New Delhi: The lady doth protest too much. This is the case with India, China and the disputed Sino-Bhutanese territory called Doklam. Nirmala Sitaraman, the ineffectual defence minister of the strategically deficient Narendra Modi government, has been quoted in the press to say, “We’re alert in Doklam.” The Indian envoy to China, another ineffectual official, has spoken harshly ahead of a meeting between Modi and dictator Xi Jinping. India’s hard posturing has little to do with intrinsic strength and seems to flow from the looming US-China trade war which contains risks of armed clashes breaking out in the South China Sea and in the Taiwan Strait. The Narendra Modi government perhaps smells opportunities in US-China troubles where none may exist. China as India’s northern neighbour is a permanent feature of the country’s geopolitics. Donald Trump, under who the United States has returned to the muddled anti-China policies of the late-1940s and early Fifties, is a bird of passage. In addition to the Russian election meddling scandal, he is in deep water with the Stormy Daniels affair, and the threat to her little daughter to obtain her silence on the liaison with Trump could blow up the rest of his White House life.

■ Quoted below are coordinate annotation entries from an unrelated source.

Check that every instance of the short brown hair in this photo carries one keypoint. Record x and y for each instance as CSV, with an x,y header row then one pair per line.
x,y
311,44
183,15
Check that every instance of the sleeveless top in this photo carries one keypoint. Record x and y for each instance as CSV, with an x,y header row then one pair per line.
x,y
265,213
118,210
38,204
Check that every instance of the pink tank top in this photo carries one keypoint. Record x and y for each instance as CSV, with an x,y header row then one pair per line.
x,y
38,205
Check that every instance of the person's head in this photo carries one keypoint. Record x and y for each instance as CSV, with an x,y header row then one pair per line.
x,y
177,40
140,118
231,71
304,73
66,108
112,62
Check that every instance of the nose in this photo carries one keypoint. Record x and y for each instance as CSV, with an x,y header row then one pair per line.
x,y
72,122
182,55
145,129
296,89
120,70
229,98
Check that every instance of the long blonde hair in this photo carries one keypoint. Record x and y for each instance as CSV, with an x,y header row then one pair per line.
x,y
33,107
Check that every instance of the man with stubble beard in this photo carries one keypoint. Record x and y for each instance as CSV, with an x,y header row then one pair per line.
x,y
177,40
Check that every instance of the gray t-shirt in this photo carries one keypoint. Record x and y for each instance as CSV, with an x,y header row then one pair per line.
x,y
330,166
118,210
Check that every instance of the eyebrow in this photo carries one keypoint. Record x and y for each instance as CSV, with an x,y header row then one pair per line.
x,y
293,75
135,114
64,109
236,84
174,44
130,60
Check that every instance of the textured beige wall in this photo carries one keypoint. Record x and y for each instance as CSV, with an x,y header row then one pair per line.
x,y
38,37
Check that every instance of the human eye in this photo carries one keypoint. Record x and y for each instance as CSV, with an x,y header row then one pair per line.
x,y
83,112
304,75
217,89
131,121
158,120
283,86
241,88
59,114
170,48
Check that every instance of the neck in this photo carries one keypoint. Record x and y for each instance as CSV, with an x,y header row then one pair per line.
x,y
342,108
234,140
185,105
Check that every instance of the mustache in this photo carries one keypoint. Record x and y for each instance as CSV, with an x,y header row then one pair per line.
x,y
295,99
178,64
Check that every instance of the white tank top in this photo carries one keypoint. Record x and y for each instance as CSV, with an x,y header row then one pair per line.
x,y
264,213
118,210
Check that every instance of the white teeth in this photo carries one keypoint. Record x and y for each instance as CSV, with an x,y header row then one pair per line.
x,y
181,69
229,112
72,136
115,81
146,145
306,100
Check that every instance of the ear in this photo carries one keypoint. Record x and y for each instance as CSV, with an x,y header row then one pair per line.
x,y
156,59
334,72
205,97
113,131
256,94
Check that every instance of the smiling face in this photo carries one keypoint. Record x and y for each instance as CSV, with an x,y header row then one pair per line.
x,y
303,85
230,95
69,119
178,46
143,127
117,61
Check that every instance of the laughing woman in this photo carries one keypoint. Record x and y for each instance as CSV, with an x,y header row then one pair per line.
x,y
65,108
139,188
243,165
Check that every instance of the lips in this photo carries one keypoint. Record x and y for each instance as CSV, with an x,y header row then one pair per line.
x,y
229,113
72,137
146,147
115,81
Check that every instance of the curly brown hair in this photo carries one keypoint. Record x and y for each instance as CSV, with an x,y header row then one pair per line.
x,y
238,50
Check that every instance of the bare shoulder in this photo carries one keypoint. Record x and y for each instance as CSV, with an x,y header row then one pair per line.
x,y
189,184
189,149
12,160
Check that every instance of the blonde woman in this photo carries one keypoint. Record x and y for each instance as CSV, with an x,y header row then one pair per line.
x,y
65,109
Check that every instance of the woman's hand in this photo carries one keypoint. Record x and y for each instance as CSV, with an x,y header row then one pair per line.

The Narendra Modi government believes China lacks the intelligence to see through its tawdry tactics. In dealing with a robust power like China which has stood up to both the Soviet Union and the United States in its rise to become one of the world’s three prime movers, you have to act with great circumspection, wisdom, patience and perspicacity. Empty rhetoric must be buried, loose talk shunned, and enormous energies must be deployed in silence and single-mindedness to craft a grand strategy to address the question of China. Unless India invests time, effort and treasure to the understanding of China, it would daily blunder about, convince the other state that it is unserious, and invite more trouble. China values predictability in relations although it understands the tactical value of occasional unpredictability in overall strategy. Designed tactical unpredictability caters to flexibility required for day-to-day changes and special circumstances without compromising long-term interests. India, however, has institutionalized unpredictability under Narendra Modi with disastrous results. Days ago, the new Indian foreign secretary preached peace and goodwill with China while the government was selling out the Dalai Lama and the Tibet movement. Now all of a sudden, India is talking tough on Doklam. Has India overnight become a Great Power? Is it overwhelmingly superior to China in arms? Has Pakistan consented to gang up with India against China?

No, no, no.

So why blow hot and cold?

The more India obsesses with Doklam, the greater it will get pushed to the centre of China’s strategy to neutralize the country. Doklam is a disputed piece of land between China and Bhutan. As China wins over one South Asian state after another as India helplessly watches, it will not be long before Bhutan succumbs to Chinese blandishments and threats. A simple territorial swap would fetch Doklam for China and leave India stranded in its fixation. There are ways and means to square the threat from Doklam to India’s narrow corridor connecting the bulk of the country to the North East, but endless chatter about Doklam provides no solution. It scares the country, and it tells China India is scared when it needn’t be. The United States will not bail out India on Doklam or anyplace else. India has to build its own capacities to deter China. Capacity building cannot happen in a day and is intimately linked to nation building of which the present government does not have the smallest clue. Meanwhile, cross your fingers that India’s Doklam obsession is suitably mitigated by the time Xi and Modi meet. Obsessions are unhealthy and unproductive.